Since I began to discuss publicly the heroin and OxyContin epidemic, I have been stopped in supermarkets, at basketball games and community events. In these brief, private moments, average citizens have shared heartbreaking stories of young lives lost to addiction, of helpless parents searching for treatment beds that don't exist, families being torn apart by the pressure that drug addiction exerts, and of promising young lives lost too soon.
While this anecdotal evidence mounts, I, along with many others, have been searching for answers. What can we do to stem the tide? What can we do to reclaim our young people - to treat those who have already fallen victim to the horror of opiate addiction and to prevent others from going down that dead end road.
As I have met with community groups, concerned citizens, police officers, and national drug enforcement specialists, several key answers have emerged:
• This is not a problem that law enforcement can solve alone. As one police chief said, "We are not going to arrest ourselves out of this one."
• Treatment on demand is essential and simply does not exist in the Commonwealth today at the level required to meet this epidemic.
• Prevention, particularly through aggressive education efforts, is critical and requires committed people, funding, and information to succeed.
• The effects of this epidemic extend well beyond addicts and their friends and families. Many police chiefs are reporting an increase in robberies, house and car break-ins, and other such crimes. That trend will continue as the cost of these drugs increases and more addicts are forced to steal to support their habit.
There is one key component missing that is needed to direct the limited resources of our law enforcement, substance abuse, and prevention agencies: DATA…consistent and comprehensive information of the number of opiate-related fatal and non-fatal overdoses by community.
Without hard, real-time numbers of opiate-related drug overdoses, we will end up spending and wasting more money and time in our fight to stop this epidemic. That is why House Bill 3128, mandating that hospitals report suspected overdoses within 24 hours of treatment, is so essential to our efforts to combat opiate abuse.
Currently, law enforcement agencies learn about fatal and non-fatal overdoses in a piecemeal, haphazard fashion usually months after they have occurred. Sometimes we are notified by the Massachusetts Department of Public Health. Sometimes local police or the medical examiner's office will inform us of overdoses. The bottom line is that this information does not serve us as well as real-time, consistent, and comprehensive reporting required by this legislation would.

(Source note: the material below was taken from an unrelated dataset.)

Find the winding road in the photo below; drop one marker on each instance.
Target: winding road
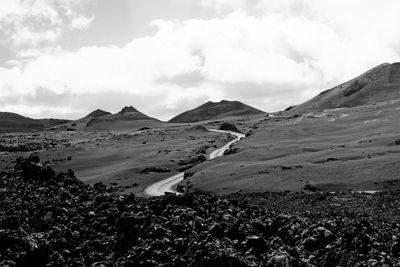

Patients receiving treatment will have their anonymity protected.
The information that is needed and which will be most useful is the number of fatal and non-fatal opiate related overdoses occurring in each community.
With that information law enforcement could allocate its limited resources to areas that are experiencing high overdose numbers in order to get the drug traffickers off the streets. For example, over the holidays there were two overdoses in a seaside North Shore community in a short period of time. Had my office been aware of that, the Drug Task Force could have aided the police in that community in investigating drug activity there in an effort to find and arrest the dealers. As it happened, we found out in March, much too late to do anything significant.
Another issue that is stifling our efforts to combat this problem is denial. Denial is a barrier to finding solutions. There are communities that still do not want to acknowledge that heroin and OxyContin abuse have crossed their borders. I can tell you that every one of the 34 cities and towns in Essex County has had at least one opiate-related incident occur in the last year. There is still a strong inclination among some communities to refuse to acknowledge it, or simply not to believe it. I believe that this denial will wither in the face of the real-time numbers required by this bill.
Finally, and perhaps most importantly - until we can document accurately the number of lives lost to these drugs, we will not succeed in securing adequate funds from our state and federal government for treatment and prevention programs. Certainly, as any district attorney will say - without sufficient evidence, the case is lost.
Until and unless we have a consistent and comprehensive data stream which will tell the true story of the havoc wreaked by heroin and OxyContin in this state, this epidemic will continue to take lives.